We can find situations like this intimidating, so to prepare us for a potential threat, the body releases several stress chemicals, which:

  • activate the ‘fight or flight’ system – this increases your breathing, heart rate and blood pressure to prepare you for danger; and
  • suppress the ‘rest and digest’ system – these functions aren’t needed when you’re fighting or running for your life.

This survival mechanism was more useful to our ancestors, if they needed to run from a predator. Although we don’t face as many life-threatening situations now, our brains can sometimes misinterpret stressors as dangerous, triggering the response.

There are two types of stress:

  • Acute stress: In small doses, stress can give you the burst of energy you need to help you deal with a high-pressure situation. As long as you give yourself chance to rest afterwards, your stress hormone levels should return to normal.
  • Chronic stress: When stress accumulates, and you don’t give yourself time to recover, you can feel overwhelmed and unable to cope. This can put a strain on your physical and emotional wellbeing.

What causes stress?

Stress is very individual. What one person might find stressful, another might find thrilling, for example public speaking or extreme sports.

While some stressors can be environmental, like deadlines and traffic jams, psychological factors can also play a role, such as worries about work, money, relationships and health.
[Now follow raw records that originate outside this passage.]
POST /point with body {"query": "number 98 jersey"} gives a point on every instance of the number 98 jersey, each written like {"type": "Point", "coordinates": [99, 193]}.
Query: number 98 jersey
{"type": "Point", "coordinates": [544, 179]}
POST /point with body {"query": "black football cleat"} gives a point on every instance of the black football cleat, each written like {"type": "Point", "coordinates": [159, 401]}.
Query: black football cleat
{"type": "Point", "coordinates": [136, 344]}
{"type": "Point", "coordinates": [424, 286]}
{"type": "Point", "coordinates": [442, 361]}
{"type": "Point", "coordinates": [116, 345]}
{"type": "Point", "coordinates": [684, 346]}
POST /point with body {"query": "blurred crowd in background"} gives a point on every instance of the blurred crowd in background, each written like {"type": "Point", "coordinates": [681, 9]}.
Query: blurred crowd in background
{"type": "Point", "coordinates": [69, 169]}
Life changes can also be sources of stress, such as starting a new job, moving house and getting married. Even seemingly enjoyable events like holidays and Christmas can be stressors. It usually comes down to a change to your normal routine.

What are the symptoms of stress?

Chronic stress can have many symptoms and affect people in different ways.

It can have mental and behavioural symptoms such as:

  • feeling moody and irritable
  • difficulty concentrating
  • being forgetful
  • being indecisive
  • loss of appetite or eating too much
  • insomnia or sleeping too much.

It can also lead to physical symptoms such as:

  • faster heartbeat
  • sweating
  • headaches
  • muscle pain
  • stomach problems
  • weight gain.

Stress also suppresses your immune system, meaning you’re more likely to get ill.

How is stress treated?

There are a range of things you can do to help manage your stress:

  • Make time for the things you enjoy
  • Exercise regularly to boost your mood
  • Try relaxing activities like breathing exercises, yoga and meditation to activate your ‘rest and digest’ system
  • Improve your bedtime routine so you can switch off easier and get the sleep you need to recover
  • Speak to friends and family for support
  • Avoid ‘de-stressing’ with nicotine, caffeine and alcohol, as these can make your symptoms worse.

For more advice, read: 8 easy ways to combat stress.

If you need extra support, Cognitive Behavioural Therapy (CBT) can help you change what you think, feel and do in stressful situations.

CBT is a form of talking therapy that teaches you to become your own therapist. This allows you to challenge negative thoughts in times of stress and develop a more positive outlook.

Related conditions

Chronic stress can lead to the following conditions, and many of the symptoms can overlap:

  • Anxiety – A feeling of unease, worry and dread, it has all the symptoms of stress, but also panic attacks.
  • Depression – Similar symptoms to stress in terms of sleeping problems, no appetite and lack of concentration, but also involves feeling down or sad for long periods of time and a loss of interest in pleasurable activities.